Gösterici ve tarif edici, vassaf, dellal

Onuncu Söz İkinci işarette peygamberlerin mutlak görevlerini anlatırken Bediüzzaman, “hiç mümkün olur mu ki nihayet kemalde olan bir cemal gösterici ve tarif edici bir vasıta ile kendini göstermek istemesin.” Nihayet kemalde olan bir cemal, yani eksiksiz nitelikleri olan bir kemal ve yine öyle bir güzellikli hiç eksik yanı yok. Böyle bir güzellik kemalini gösteren ve tarif eden biri gerekir. O eksiksiz güzellik ve kemal bu kainattır ve dünyadaki güzel eserlerdir. Peygamberler bu kemali ve cemali insanlara izah ederler.

Bir diğeri de “hem mümkün olur muki gayet cemalde bir kemal-i sanat onun üzerine enzar-ı dikkati celbeden bir dellal vasıtasıyla teşhir istemesin.” Allah’ın sanat eserleri gayet cemaldedir, yani daha güzeli düşünülemez güzelliklerdir. Sanat eserleri de eksiksiz, noksan yanı olmayan mükemmelliktedir yani kemaldedir. Bu eksiksiz sanat eserlerine dikkat çeken nazarı dikkati celbeden dellallar gerekir. İşte peygamberler bu eksiksiz güzellikleri insanlara anlatan, dellallık eden mukaddes insanlardır. Demek peygamberlik hem göstericilik, hem tarif edicilik, hem de dellallıktır.

Bediüzzaman da bu asırda peygamberin bu gösterici ve tarif edici, dellal vasfını eserlerinde asrın mantığına göre yapmaktadır. Onun tebliğ ve davet metodu bu asırda böyle tecelli etmiştir. Nasıl büyük sanat eserlerini insanlara anlatan sanat uzmanları olur,  her büyük sanat eseri hakkında sanat tarihi bilgisi verir bu uzman kişiler ve eseri tanıtırlar.

Bediüzzaman Onuncu Sözde “fenzur“ diye başlayan bir ayetle bahse girer. Bütün eser bu “fenzur ila asari rahmetillahi“ ayetine göre şekillenir. Bediüzzaman bütün eser boyunca insanlara bakıp daha sonra yorumlamayı, göstermeyi öğretir. Onuncu Sözde akla hitap ederken en çok kullanılan fiiller görünüyor ki (66) görüyor(66) görmüyor rmusun ki (66) gösteriyor ki (66) gösterir ki (66) görülüyor (66) sadece 66’ıncı sahifede bahsi idare eden görmek fiilinin türevleridir. 11 adettir. Anlatılan bahsi bir fiilin etrafında dokumak büyük bir dehayı ve mahareti gerektirir.

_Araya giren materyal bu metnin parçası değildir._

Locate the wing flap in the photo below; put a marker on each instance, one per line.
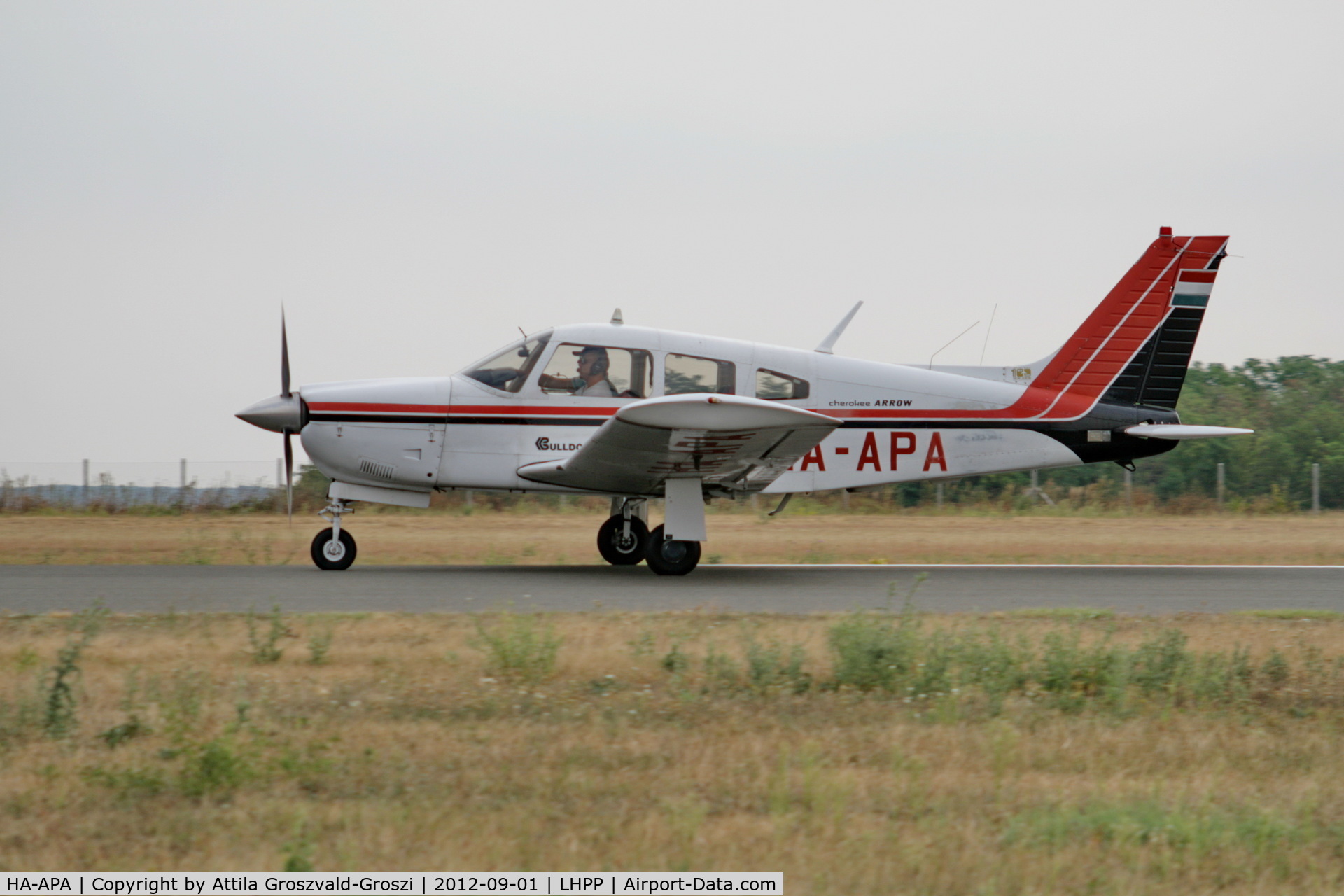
(733, 442)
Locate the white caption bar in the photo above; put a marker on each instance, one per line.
(498, 884)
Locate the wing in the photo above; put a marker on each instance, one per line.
(732, 442)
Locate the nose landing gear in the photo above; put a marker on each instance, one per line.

Bediüzzaman Kur’an okuma içinde Kur’an’ın bak gör fiilinin tafsilatını anlatır. Kur’an’ı bu asrın insanına bu kadar dikkatli  ve görsel anlatan ve onlarla burada Haşri öldükten sonra dirilmek hakikatini anlatan bir başka kimse var mı? Adama bühtan etmeyin vallahi çarpılırsınız. Kimse Bediüzzaman’la dalaşmasın. Çünkü onunla dalaşıp da iflah olan yok. Nice siyasiler, fikir adamları geldiler gittiler onun dedikleri doğrultusunda idare ettiler ama ne zaman başka güçlerin idaresine ve ihtiraslarının idaresine yöneldiler, battılar.

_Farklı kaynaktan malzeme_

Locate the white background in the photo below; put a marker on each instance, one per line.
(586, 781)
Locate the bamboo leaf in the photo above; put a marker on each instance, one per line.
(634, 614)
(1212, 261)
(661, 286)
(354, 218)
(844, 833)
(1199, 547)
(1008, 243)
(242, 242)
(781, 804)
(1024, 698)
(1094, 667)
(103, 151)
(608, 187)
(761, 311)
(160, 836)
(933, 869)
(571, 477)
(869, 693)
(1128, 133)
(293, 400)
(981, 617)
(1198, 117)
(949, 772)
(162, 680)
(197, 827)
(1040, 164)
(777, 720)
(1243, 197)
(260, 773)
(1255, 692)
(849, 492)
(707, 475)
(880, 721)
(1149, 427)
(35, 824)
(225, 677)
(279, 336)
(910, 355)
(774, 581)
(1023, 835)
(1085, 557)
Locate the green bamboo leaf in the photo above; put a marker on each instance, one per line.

Bak ve gör fiilinin belirtileri yaygınlığı bütün bir Risale-i Nur’dur. Pencereler risalesinin başındaki ayette "onlara gerek içinde yaşadıkları alemin her tarafında, gerekse kendi nefislerinde ayetlerimizi göstereceğiz.” Senüriim ayatina fil afaki vefi enfüsihim…” Israrla diyor “göstereceğiz.“ İnsanın görevi bunları görmektir.

Bediüzzaman peygamberimize gösterici diyor neden çünkü Allah ayeti ile ona gösterme görevini vermiş, bu asırda Bediüzzaman gösterici görevini onun emri üzre yapıyor. 33 pencerede “senürihim” göstereceğiz fiilini nasıl uyguluyor. Bahsin adı pencere, öyle ya Allah ayetinde gösterici diyorsa Bediüzzaman da otuz üç pencerede mahlukata ve olaylara açılan pencereleri açıyor ve insanlara mümin, kafir, fasık, gafil, özellikle ateist ve nihilistlere gösteriyor.

Onuncu Sözün bakış noktası bab yani kapı 33 Sözün ana bakış yeri ise penceredir. Günlük dilden bir konunun felsefesine açılan kelimeler çıkarmış kelimeleri basit nesne isimlerinden ilahi sanata açılan kapılar pencerelere çevirmiş. Bediüzzaman dili ne kadar geniş alanlara açmış bir yorum ve felsefe dili oluşturmuş. Kıskanıyorsunuz Bediüzzaman’ı çünkü onun yaptığını yapacak ne ihlasınız ne de gücünüz var?

Bediüzzaman’ın bir de remizler yani sembolleri anlattığı bahisler var ki onlar bir devirlik değil tarihi dil başarılarıdır. Sembolik dil kullanmak zorun zorudur. Dünyada sembolik roman neredeyse yok, karanlığın Yüreği romanı sembolik roman olarak kabul ediliyor, kim okur kim anlar? Bir Amerikalı tutmuş yazmış. Bediüzzaman’ın sembolizmi ise ayrı bir sanat konusu. 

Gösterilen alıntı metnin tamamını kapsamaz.